設備投資と自動化で生産効率を引き上げる方針
業界の技術トレンドを追いかけながら、ティ・エフ・シー株式会社は最新の工作機械を定期的に導入してきた。新素材への対応や微細加工の精度向上など、既存設備では対処しにくい要求が年々増えるなか、投資判断のスピードが同社の競争力を左右している。自動化技術の積極的な採用により、夜間の無人稼働時間を確保しつつ加工精度を維持する運用も実現した。生産キャパシティの拡大と品質安定の両立を、設備の更新サイクルで支えている構造である。
導入した5軸加工機では、従来2工程に分けていた複雑形状の切削をワンチャッキングで処理できるようになり、段取り替えの時間が大幅に短縮された。加工プログラムの内製化も進んでおり、外注していた頃と比べてリードタイムが平均2割ほど縮まったとのこと。設備だけでなくソフトウェア面の整備にも資金を振り向けている点は、単なるハード偏重の投資とは一線を画す。
技能伝承と資格取得で現場の底上げを図る
熟練技術者が持つ暗黙知を次世代へ引き継ぐため、ティ・エフ・シー株式会社ではOJTと外部研修を組み合わせた教育プログラムを運用している。現場での実地指導に加え、技能検定や各種資格の取得支援制度を設けており、若手が自発的にスキルを伸ばせる環境を整備した。資格取得者の人数は年々増加傾向にあり、組織全体の技術水準を底上げする推進力になっている。

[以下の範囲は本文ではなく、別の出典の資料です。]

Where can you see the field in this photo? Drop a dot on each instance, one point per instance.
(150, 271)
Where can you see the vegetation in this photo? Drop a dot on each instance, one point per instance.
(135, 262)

入社3年目の技術者が技能検定2級に合格したケースでは、先輩社員がマンツーマンで加工条件の読み方や測定手順を指導したと聞く。座学だけでは身につかない勘どころを実機の前で教わる仕組みが、合格率の高さに直結しているようだ。こうした人材育成への投資が、納品物の品質を現場レベルで担保する土台を形づくっている。